I would've been annoyed by that too Faringdon A supermarket check out boy who was about 18 said to me once "Do you want a bag love?" and I said "No thanks, but do you know it's not politically correct to call anyone Love?" He blushed to the roots of his hair and I felt so awful and wished I'd never said anything 
I used to ‘go out’ with someone who called me ‘my darling’ - my response was ‘I may be a darling but I am not “yours” ‘! The relationship didn’t last long!
Faringdon59 I deal with all the ‘dears’, ‘lovelies’ etc with the same response, be it to a male or female. I simply look them in the eye and say ‘thank you sweetie’. And enjoy their confusion! To be fair I think most people use these words absentmindedly and don’t mean any offence however if I’ve had a bad day ‘sweetie’ takes her revenge! ?
I’m so glad I don’t go through life looking for perceived slights, rudeness, disrespect, put-downs, sidelinings etc etc to be angry about.
Has anyone on this thread said they do do this or that they are angry about it?
I heard something this morning that would give some posters here something to get (even more) worked up about.
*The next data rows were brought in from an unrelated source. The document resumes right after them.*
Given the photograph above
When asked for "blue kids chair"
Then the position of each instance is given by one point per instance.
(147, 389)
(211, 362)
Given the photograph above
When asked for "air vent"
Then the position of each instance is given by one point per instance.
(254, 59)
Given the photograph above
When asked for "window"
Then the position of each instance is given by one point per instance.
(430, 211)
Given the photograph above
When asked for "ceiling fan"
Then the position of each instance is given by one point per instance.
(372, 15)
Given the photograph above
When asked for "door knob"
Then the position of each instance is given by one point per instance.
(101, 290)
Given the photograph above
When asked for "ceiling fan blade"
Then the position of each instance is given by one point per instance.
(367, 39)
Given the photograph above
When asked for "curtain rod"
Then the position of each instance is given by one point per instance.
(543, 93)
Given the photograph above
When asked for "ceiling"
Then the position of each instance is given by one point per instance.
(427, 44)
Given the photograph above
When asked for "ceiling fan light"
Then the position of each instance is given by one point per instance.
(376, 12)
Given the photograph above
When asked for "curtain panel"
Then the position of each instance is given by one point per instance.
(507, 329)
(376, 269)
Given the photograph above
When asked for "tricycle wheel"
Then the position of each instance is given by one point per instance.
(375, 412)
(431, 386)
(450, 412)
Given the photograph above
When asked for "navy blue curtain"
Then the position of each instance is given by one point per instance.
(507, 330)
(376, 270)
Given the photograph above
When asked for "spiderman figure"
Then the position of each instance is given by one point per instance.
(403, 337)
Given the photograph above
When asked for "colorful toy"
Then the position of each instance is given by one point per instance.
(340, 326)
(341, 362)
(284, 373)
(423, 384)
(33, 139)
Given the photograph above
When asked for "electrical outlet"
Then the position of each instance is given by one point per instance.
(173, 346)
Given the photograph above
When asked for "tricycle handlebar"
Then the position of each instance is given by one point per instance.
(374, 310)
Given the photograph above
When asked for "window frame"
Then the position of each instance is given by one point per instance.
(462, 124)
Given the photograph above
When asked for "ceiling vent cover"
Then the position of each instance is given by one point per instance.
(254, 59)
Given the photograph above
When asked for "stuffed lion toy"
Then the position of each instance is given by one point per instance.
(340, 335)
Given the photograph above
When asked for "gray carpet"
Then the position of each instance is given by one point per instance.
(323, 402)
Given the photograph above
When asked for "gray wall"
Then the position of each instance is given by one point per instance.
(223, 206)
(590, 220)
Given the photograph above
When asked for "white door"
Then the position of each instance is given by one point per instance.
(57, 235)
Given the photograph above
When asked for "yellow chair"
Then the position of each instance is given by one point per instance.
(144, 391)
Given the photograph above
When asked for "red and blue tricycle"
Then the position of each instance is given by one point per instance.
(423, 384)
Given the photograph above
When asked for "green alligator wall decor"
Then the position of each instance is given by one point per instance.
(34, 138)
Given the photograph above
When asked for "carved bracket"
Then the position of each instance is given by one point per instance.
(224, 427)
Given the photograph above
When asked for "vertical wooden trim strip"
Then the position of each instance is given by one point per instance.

In the hotel dining room at breakfast time an elderly couple walked in to be greeting effusively by the mature d' with, "Hello young lovers'!!
Judging by their faces they absolutely loved it.
Its interesting the way this thread has developed. OP was discussing how people disrespect her by not using her name and using belittling language towards her. Becuase they have already formed an opinion of her without any knowledge of her and her character whatsoever. That kind of thing has always got right on my nerves.
And a whole lot of people have told her that she's overreacting, that she has no self confidence, that there are bigger things to worry about, that its all a bit of fun. Oh, the irony.
Anyway, I don't do "put downs" M0nica. I tell people what I think. Disagreeing strongly isn't bullying. Telling someone they need to be quiet and stop complaining, well that's more of a grey area.